After a few weeks of sending over mood boards and going over approved looks, we decided on a few options. All of which were generally more masculine than what I would wear if I were able to decide on my own. Blazers, long sleeved dress shirts, black pants, loafers.

We didn’t know at the time that Los Angeles would be in the middle of a record heat wave, and the options we selected just weren’t weather appropriate. The day before the show I spoke with BET’s style team and we agreed that it was okay to have a more weather appropriate ensemble option.

Not only was it agreed upon among the stylists, I met with a producer of the show the night before and showed her the ensemble. She said it was acceptable and requested I send over a picture so that she could forward it to whomever she needed to. The picture of the complete outfit was sent over and everything was fine. At all points during this process, everything I was going to wear or considering wearing was both discussed and approved. According to BET, everything had to be approved because I was hosting sponsored segments and the sponsors needed to be comfortable.
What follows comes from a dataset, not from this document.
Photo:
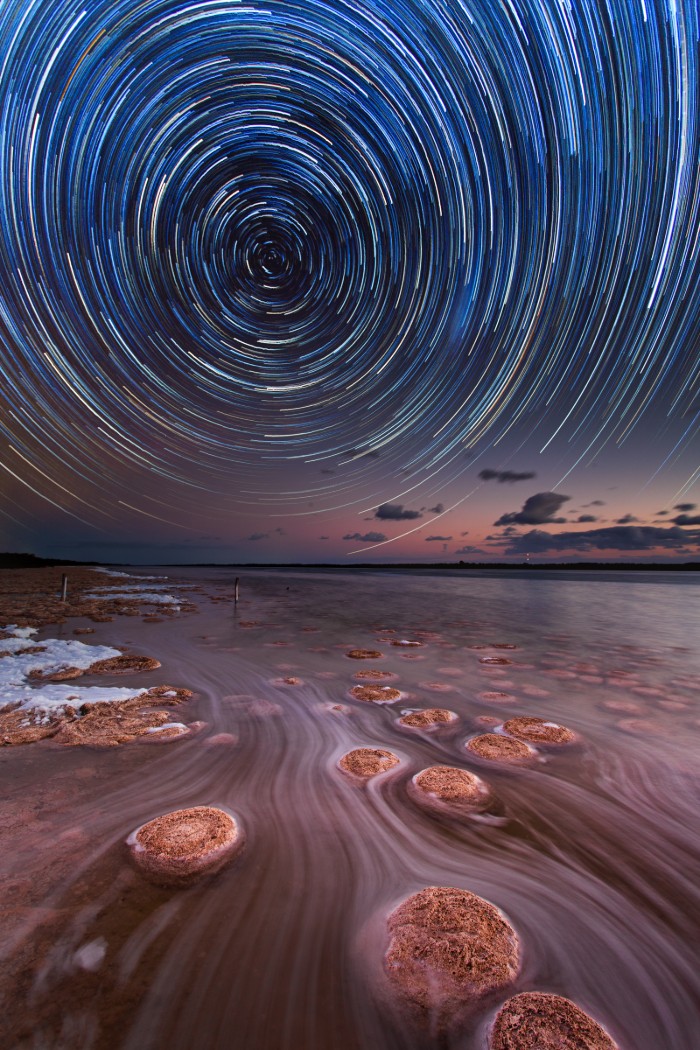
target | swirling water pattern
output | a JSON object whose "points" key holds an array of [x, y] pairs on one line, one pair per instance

The morning of the show I arrived on set at 10am for rehearsals. During rehearsals I sent the new outfit over to wardrobe to be steamed. Everybody involved in the process knew what I was wearing and began preparing the pieces accordingly.

As I was getting ready (hair, makeup, wardrobe), various members of the production team were in and out of my trailer making sure I had everything I needed. A producer visited my trailer as I was getting my makeup done. Another producer was there when I was getting my hair straightened. They were even there outside waiting as I was putting on the finishing touches of my outfit.
After rushing to make it to the red carpet in time, I was escorted by several members of production down to the stage. Everybody I spoke with commented on how fabulous I looked. There was never any indication that there was an issue. There was no pushback. I was simply there to do my job.
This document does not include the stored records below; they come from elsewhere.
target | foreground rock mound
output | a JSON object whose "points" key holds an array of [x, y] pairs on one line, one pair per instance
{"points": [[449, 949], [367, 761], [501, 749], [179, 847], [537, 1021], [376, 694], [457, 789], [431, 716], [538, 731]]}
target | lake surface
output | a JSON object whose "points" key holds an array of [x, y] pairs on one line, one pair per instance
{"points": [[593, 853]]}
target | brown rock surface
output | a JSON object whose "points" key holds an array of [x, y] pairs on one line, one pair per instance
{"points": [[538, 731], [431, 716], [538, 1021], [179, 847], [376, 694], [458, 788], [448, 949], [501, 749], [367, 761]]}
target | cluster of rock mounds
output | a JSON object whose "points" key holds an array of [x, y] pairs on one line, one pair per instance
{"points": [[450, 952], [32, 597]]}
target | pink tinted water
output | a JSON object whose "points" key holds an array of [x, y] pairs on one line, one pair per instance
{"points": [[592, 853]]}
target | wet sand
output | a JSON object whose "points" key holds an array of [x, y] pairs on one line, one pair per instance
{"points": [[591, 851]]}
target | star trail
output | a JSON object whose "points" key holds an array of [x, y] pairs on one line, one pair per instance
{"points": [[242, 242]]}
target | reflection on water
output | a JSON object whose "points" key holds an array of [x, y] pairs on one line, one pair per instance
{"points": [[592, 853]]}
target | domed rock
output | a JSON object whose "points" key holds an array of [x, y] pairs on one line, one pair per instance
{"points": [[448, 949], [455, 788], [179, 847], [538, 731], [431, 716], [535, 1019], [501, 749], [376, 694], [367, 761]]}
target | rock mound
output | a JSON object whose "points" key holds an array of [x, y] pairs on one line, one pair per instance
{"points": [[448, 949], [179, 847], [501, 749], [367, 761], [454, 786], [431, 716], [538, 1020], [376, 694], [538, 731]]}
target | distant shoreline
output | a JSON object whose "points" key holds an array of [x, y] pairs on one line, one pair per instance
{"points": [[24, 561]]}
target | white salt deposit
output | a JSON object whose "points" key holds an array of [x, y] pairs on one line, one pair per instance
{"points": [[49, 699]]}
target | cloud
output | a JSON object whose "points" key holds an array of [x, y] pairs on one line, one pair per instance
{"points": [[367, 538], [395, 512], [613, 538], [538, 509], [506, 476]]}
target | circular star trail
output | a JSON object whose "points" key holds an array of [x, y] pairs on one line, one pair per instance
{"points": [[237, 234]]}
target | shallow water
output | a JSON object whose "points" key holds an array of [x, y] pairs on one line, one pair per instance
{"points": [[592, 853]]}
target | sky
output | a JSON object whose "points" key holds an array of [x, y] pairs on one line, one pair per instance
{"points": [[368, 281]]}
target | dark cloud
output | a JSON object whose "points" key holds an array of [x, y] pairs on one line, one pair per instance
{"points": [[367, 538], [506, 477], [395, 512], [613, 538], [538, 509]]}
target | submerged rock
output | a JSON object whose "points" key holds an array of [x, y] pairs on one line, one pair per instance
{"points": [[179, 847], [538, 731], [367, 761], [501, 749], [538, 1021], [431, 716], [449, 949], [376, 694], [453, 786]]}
After interviewing AJ Calloway for my first segment I was literally yanked backstage and told that my look from head to toe “wasn’t acceptable.”

They asked me to pull my hair back, they asked me to change my attire.

Let’s be clear, I wasn’t wearing a ball gown and stiletto heels. I was wearing long pants, and a long shirt.

I was returned to my trailer and forced to change into one of the other outfits while other producers waited outside. I changed quickly and returned to set, only to be told that I had been replaced by Adrienne Bailon and wouldn’t be going on at all. Read More

BET stated that they “embraces global diversity” and regrets unintentionally offending anyone in the LGBT community. Network producer Stephanie Hodges wrote an email shortly after the broadcast stating:


But the alleged email sent out from BET honcho Monique Ware makes everything a little questionable.

The spin should be he was late for a live show and subsequently replaced and it would have been awkward in a live show to have the person assuming his role removed and him inserted […] Unless we can make public the reason we didn’t want him dressed the way he normally does, I would stay away from suits, suit selections, etc.

TMZ stated they reached out to BET on the subject and so far have not received any word back from the network. If the email leaks aren’t fabricated then  talk about a public relations disaster.